David Walsh said when he was assembling his first report card on video game violence 13 years ago, children were attacking on-screen monsters or aliens with imaginary chain saws and guns.

"When I saw kids as young as 8, 9 years old literally doing facial contortions as they killed and dismembered people, it was pretty shocking. And I think what happened is a lot of other people got shocked as well," Walsh recalls. "I don't think we want our kids' culture defined by killing, mayhem and dismemberment as entertainment."

That first report card, which singled out bloody first-person shooter games "Doom" and "Duke Nukem," made an instant splash on Capitol Hill in 1996 and made the annual reports issued each holiday season by Walsh's National Institute on Media and the Family a news fixture.

But there was no video game report card this year, and there won't be any more. The institute is closing its doors, a victim of the poor economy. Walsh, the group's founder and president, is packing his books as his staff of eight full-time employees prepares to shut down Dec. 23.

"Fundraising has been more and more difficult," Walsh said. "It really wasn't that we put ourselves out of business, because the technology is changing so quickly, the issues just won't quit."
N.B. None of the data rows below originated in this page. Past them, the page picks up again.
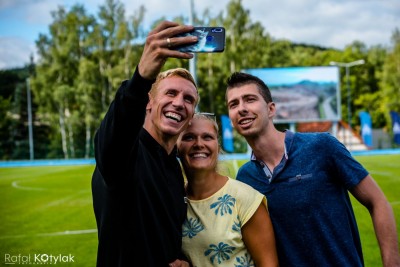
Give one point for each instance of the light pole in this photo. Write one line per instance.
(348, 66)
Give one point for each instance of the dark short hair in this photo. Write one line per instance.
(240, 78)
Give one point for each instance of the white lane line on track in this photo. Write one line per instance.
(16, 185)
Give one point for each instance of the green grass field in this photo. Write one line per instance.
(47, 211)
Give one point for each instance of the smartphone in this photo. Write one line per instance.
(210, 40)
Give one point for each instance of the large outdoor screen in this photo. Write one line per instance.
(303, 94)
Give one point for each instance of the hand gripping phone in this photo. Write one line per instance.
(210, 40)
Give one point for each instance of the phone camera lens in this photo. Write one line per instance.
(217, 30)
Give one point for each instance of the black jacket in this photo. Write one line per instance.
(138, 190)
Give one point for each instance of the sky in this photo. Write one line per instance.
(327, 23)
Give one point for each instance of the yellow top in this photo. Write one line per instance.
(212, 230)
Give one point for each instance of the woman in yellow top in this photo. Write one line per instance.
(227, 221)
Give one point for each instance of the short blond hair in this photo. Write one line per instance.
(180, 72)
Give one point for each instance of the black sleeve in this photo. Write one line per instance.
(120, 127)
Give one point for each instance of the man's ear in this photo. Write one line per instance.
(271, 109)
(150, 103)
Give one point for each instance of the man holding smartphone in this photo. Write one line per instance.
(137, 185)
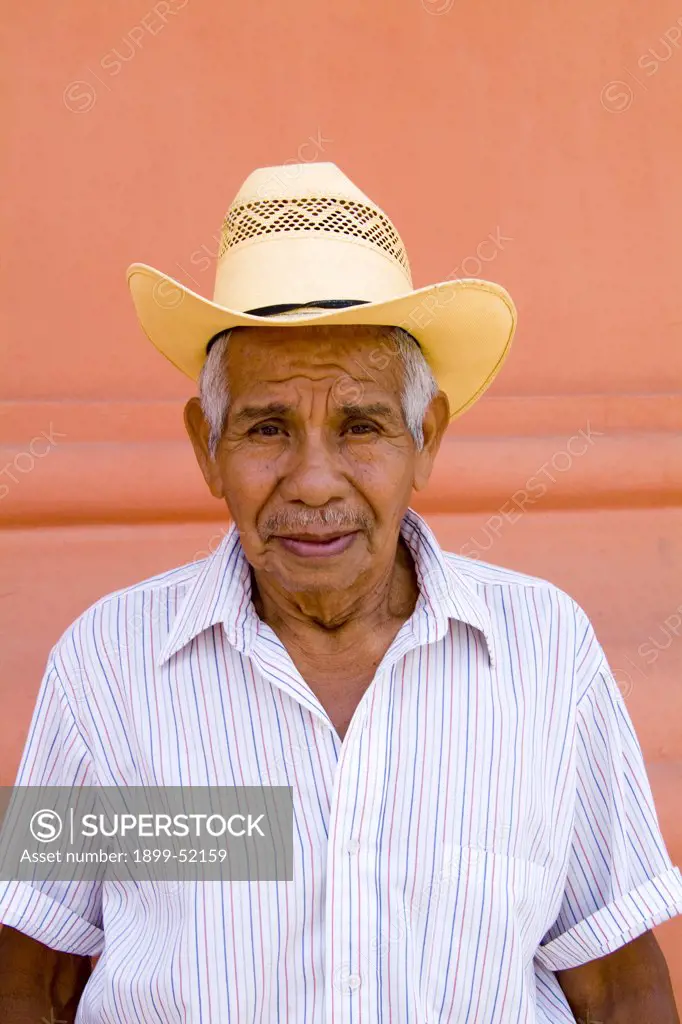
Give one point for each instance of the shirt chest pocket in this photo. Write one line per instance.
(475, 930)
It's a bittersweet end for the organization Walsh started in 1996. He takes pride in how "a little nonprofit in Minneapolis" was able to influence an industry that, according to the Entertainment Software Association, topped $22 billion in U.S. computer and video game hardware, software and peripheral sales in 2008.
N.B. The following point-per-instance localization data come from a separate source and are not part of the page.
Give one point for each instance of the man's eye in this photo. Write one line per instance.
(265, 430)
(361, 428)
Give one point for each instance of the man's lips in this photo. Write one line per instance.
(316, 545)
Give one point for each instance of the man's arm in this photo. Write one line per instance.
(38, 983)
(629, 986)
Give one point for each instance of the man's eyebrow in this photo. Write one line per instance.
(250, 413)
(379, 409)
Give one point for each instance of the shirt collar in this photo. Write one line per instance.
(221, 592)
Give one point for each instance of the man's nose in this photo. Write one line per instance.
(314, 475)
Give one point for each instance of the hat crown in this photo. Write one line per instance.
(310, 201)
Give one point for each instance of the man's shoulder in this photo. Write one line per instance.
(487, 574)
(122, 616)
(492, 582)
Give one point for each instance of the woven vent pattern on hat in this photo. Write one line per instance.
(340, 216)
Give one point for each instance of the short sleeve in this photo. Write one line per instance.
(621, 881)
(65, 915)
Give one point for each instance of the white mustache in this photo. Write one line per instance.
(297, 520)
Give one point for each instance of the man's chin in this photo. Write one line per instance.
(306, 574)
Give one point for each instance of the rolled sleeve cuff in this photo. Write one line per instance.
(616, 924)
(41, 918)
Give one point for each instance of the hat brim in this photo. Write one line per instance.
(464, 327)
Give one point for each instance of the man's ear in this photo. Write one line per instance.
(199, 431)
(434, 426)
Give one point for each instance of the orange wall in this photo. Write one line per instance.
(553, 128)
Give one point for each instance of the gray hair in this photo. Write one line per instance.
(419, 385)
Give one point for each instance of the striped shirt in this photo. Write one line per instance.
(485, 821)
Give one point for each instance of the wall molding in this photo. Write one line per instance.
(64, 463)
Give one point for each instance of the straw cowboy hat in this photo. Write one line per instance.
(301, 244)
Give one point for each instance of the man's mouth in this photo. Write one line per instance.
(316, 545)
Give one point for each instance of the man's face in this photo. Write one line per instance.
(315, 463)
"Ten years ago, a kid 10 years old could walk into any store in America and buy an ultra-violent, adult-rated game. That's no longer true," Walsh told The Associated Press in his office, where empty boxes await his books.

While some people have posted on gaming Web sites celebrating the institute's demise, others have praised its role in helping get retailers to post game ratings and ask for an identification when selling mature-rated games.
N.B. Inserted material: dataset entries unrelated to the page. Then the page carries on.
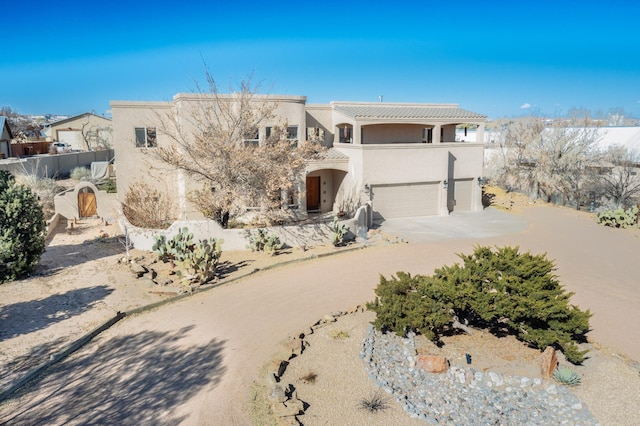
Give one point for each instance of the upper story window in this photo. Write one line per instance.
(252, 139)
(315, 134)
(291, 134)
(146, 137)
(427, 135)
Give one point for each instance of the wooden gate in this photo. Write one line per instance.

"Were it not for those collaborative efforts by all sides, it's questionable whether there would have been a non-legislative resolution," Hal Halpin, president of the gamers group the Entertainment Consumers Association, told the AP.

When he issued his first report card, Walsh said, there were two rating systems for video games battling it out and "when a game would be rated was a hit-or-miss deal." Since then, an industry group established in 1994, the Entertainment Software Rating Board, or ESRB, has become the standard in rating computer and video games.